In historic first, SpaceX lands first reusable rocket

Upright rocket landing by private firm seen as a major milestone in the drive to cut costs by making rockets reusable.

    In historic first, SpaceX lands first reusable rocket
    A nine-minute exposure picture of the launch, re-entry, and landing burns of SpaceX's Falcon 9 rocket [EPA/SpaceX]

    US space company SpaceX has successfully landed a rocket upright for the first time, a major milestone in the drive to cut costs by making rockets reusable.

    The Falcon 9 rocket made a graceful arc back to Earth and touched down vertically at Cape Canaveral, Florida, on Monday, minutes after launching a payload of satellites to orbit.

    "The Falcon has landed," a commentator said above the screams and cheers of people gathered at SpaceX headquarters in Hawthorne, California.
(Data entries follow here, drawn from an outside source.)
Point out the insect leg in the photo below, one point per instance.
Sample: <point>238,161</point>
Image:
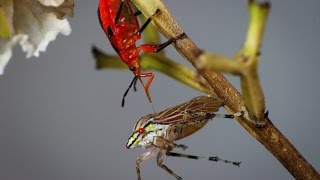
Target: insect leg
<point>146,87</point>
<point>212,158</point>
<point>143,27</point>
<point>119,12</point>
<point>142,158</point>
<point>160,164</point>
<point>212,115</point>
<point>133,82</point>
<point>159,47</point>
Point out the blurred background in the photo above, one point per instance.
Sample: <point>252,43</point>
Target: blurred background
<point>60,119</point>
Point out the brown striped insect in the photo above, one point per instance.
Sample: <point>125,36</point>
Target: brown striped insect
<point>157,132</point>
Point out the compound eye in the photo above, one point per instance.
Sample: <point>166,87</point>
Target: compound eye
<point>132,68</point>
<point>141,131</point>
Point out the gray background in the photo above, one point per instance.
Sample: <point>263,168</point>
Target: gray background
<point>61,119</point>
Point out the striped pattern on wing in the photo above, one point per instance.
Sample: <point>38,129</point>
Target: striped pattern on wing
<point>178,114</point>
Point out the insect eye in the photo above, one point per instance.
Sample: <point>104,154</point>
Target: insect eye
<point>132,68</point>
<point>141,131</point>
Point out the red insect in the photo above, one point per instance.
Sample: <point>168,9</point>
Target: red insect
<point>122,28</point>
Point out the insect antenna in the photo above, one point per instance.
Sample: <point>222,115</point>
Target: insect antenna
<point>133,82</point>
<point>211,158</point>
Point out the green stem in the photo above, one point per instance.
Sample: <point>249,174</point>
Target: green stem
<point>250,83</point>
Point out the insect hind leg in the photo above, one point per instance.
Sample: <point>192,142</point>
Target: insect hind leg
<point>211,158</point>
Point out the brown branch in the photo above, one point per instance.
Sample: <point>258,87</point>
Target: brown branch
<point>268,135</point>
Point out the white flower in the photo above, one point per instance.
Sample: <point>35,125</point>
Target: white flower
<point>32,24</point>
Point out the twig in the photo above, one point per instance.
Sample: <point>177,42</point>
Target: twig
<point>268,135</point>
<point>151,62</point>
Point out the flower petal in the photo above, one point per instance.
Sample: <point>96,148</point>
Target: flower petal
<point>32,24</point>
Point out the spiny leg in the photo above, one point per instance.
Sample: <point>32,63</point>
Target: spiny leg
<point>212,114</point>
<point>146,87</point>
<point>143,157</point>
<point>143,27</point>
<point>160,164</point>
<point>211,158</point>
<point>133,82</point>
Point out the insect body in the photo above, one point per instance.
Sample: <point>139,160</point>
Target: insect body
<point>122,29</point>
<point>157,132</point>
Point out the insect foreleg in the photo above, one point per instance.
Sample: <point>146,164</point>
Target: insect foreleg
<point>160,164</point>
<point>142,158</point>
<point>133,82</point>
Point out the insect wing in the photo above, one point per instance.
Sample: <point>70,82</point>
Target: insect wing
<point>125,15</point>
<point>179,113</point>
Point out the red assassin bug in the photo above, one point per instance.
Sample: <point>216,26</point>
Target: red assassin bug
<point>122,28</point>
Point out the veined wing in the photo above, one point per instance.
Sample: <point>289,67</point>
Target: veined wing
<point>179,113</point>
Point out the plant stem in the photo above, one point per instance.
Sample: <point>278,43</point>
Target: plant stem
<point>268,135</point>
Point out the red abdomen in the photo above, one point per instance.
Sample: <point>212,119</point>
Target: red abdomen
<point>107,12</point>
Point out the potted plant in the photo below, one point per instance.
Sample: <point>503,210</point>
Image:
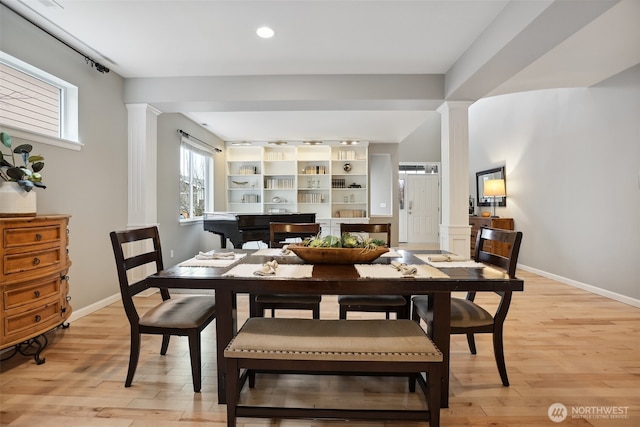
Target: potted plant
<point>19,178</point>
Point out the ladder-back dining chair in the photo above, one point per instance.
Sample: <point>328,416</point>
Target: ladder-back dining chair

    SpaceX, headed by the internet tycoon Elon Musk, is striving to revolutionise the rocket industry, which currently loses many millions of dollars in jettisoned machinery and sophisticated rocket components after each launch.

    "I still can't quite believe it," Musk said in a teleconference after the landing. "I think this is a revolutionary moment. No one has ever brought an orbital-class booster back intact."

    Several attempts to land the Falcon 9's first stage on a floating ocean platform have failed [AFP/SpaceX]

    Previous attempts to land the Falcon 9's first stage on a floating ocean platform had failed - with the rocket either colliding with the autonomous drone ship or tipping over.

    But this time, video images on SpaceX's live webcast showed the tall, white portion of the rocket - known as the first stage - appearing to settle down firmly and stick to the landing.

    The rocket reached a height of 200 kilometres before heading back to Earth and touching down at a former US Air Force rocket and missile-testing range that was last used in 1978.

    Video images were cut off within seconds of the landing, and the SpaceX live webcast returned to its commentators, who described the successful deployment of the rocket's payload of 11 satellites for ORBCOMM, a global communications company.

    The US space agency NASA applauded the feat.

    High stakes

    The stakes were high for SpaceX, which has a $1.6bn contract with NASA to supply the astronauts living at the International Space Station over numerous back-and-forth trips with its Dragon cargo ship.

    Only six months ago, a devastating explosion - caused by a faulty strut - destroyed the Falcon 9 about two minutes after launch, along with hundreds of millions of dollars in cargo and equipment bound for the space station.

    The SpaceX Falcon 9 rocket lifted off from Cape Canaveral in June 28 but broke apart shortly after launch [John Raoux/AP]
    Pieces of the Falcon 9 rocket fell to Earth after the spacecraft broke apart shortly after liftoff [John Raoux/AP]

    The company fixed that problem and made the newest version of the Falcon 9 about 30 percent more powerful than previous iterations, Musk said.

    Adding to the competitive nature of the commercial space industry, Amazon founder Jeff Bezos's rocket company Blue Origin announced last month that it had successfully landed its New Shepard rocket after a suborbital flight.

    Analysts have pointed out that although New Shepard was first, SpaceX's feat would be harder to accomplish because the Falcon 9 flies higher in altitude.

    "Because SpaceX's vehicle was designed to place a constellation of satellites in orbit, the Falcon 9's first stage flew at significantly greater speeds and more than double the altitude of what New Shepherd reached last month," the Commercial Spaceflight Federation said in a statement.

    It called the landing an "incredible achievement" in an industry that is seeking to drive down costs and make spaceflight cheaper and more accessible to tourists and adventurers.